I made a little progress but haven't solved this yet. When you run the current code, it prints out the current weights for the first layer and waits for a key press. Then it prints out the reshaped weights from the flay vector that will replace it. This works now. Then it tries to reassign the weights, but when it prints them out they have not changed. Here is the output I get:

tensor([[-0.0036,  0.0385, -0.0130,  ...,  0.0092, -0.0114, -0.0004],
        [ 0.0153,  0.0406, -0.0066,  ..., -0.0119, -0.0211, -0.0102],
        [ 0.0315, -0.0085,  0.0042,  ...,  0.0106,  0.0268, -0.0183],
        ...,
        [-0.0092, -0.0170,  0.0120,  ..., -0.0403, -0.0352,  0.0042],
        [ 0.0384, -0.0289, -0.0107,  ..., -0.0036,  0.0246, -0.0060],
        [-0.0024, -0.0051,  0.0355,  ..., -0.0236,  0.0429, -0.0369]],
       device='cuda:0')
Press
tensor([[1., 1., 1.,  ..., 1., 1., 1.],
        [1., 1., 1.,  ..., 1., 1., 1.],
        [1., 1., 1.,  ..., 1., 1., 1.],
        ...,
        [1., 1., 1.,  ..., 1., 1., 1.],
        [1., 1., 1.,  ..., 1., 1., 1.],
        [1., 1., 1.,  ..., 1., 1., 1.]], dtype=torch.float64)
Press
tensor([[-0.0036,  0.0385, -0.0130,  ...,  0.0092, -0.0114, -0.0004],
        [ 0.0153,  0.0406, -0.0066,  ..., -0.0119, -0.0211, -0.0102],
        [ 0.0315, -0.0085,  0.0042,  ...,  0.0106,  0.0268, -0.0183],
        ...,
        [-0.0092, -0.0170,  0.0120,  ..., -0.0403, -0.0352,  0.0042],
        [ 0.0384, -0.0289, -0.0107,  ..., -0.0036,  0.0246, -0.0060],
        [-0.0024, -0.0051,  0.0355,  ..., -0.0236,  0.0429, -0.0369]],
       device='cuda:0')
Press

I wonder if I have to explicitly send the changes to device='cuda:0'. I also wonder if @nazaruka will have the same problem when using cpu as the device instead.
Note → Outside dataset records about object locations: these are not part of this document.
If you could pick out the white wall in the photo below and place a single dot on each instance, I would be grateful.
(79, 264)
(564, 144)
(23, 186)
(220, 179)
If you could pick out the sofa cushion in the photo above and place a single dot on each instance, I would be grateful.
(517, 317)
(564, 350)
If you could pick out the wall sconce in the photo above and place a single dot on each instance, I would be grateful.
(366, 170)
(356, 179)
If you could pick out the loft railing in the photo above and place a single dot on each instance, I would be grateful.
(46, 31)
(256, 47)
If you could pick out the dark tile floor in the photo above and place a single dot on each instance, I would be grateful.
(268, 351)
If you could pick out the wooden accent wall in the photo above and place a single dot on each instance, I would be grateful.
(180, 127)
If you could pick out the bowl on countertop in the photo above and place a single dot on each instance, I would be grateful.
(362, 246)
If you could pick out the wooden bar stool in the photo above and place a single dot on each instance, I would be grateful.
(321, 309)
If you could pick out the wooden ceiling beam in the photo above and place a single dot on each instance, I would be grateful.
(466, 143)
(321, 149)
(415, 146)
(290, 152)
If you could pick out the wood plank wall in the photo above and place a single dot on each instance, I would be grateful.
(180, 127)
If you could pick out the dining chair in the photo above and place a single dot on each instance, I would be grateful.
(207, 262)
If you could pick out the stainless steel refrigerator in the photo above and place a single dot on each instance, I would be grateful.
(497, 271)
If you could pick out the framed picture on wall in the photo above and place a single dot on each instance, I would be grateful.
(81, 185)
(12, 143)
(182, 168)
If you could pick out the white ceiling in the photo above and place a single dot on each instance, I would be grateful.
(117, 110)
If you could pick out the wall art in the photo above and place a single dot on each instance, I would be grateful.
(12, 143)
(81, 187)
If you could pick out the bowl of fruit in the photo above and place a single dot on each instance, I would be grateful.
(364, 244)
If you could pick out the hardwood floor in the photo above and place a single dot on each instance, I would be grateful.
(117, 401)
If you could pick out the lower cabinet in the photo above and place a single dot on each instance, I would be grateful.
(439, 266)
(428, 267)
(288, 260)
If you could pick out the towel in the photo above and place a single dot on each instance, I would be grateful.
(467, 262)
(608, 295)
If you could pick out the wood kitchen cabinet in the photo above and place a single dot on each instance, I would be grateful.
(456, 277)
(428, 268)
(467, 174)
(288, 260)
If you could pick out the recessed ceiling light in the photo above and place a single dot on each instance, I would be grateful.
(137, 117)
nazaruka commented 5 years ago

We know for a fact that the initialization works because I receive the following output when calling for print statements on solutions[i] and the layers' data:

solutions[0] = [-0.70375955 -0.02706597 -0.64225479 ... 0.62566792 0.73304887 0.08024593] First line of first layer: tensor([[-0.7038, -0.0271, -0.6423, ..., -0.0540, -0.0682, 0.4632], Last line of last layer: tensor([0.7952, 0.9370, 0.4612, -0.1530, 0.1014, 0.6257, 0.2201, -0.6740, 0.2653, 0.6257, 0.7330, 0.0802])

New layers are successfully initialized for every episode. I'm going to run without rendering or printing to see if it will work across genomes while I comment the code out.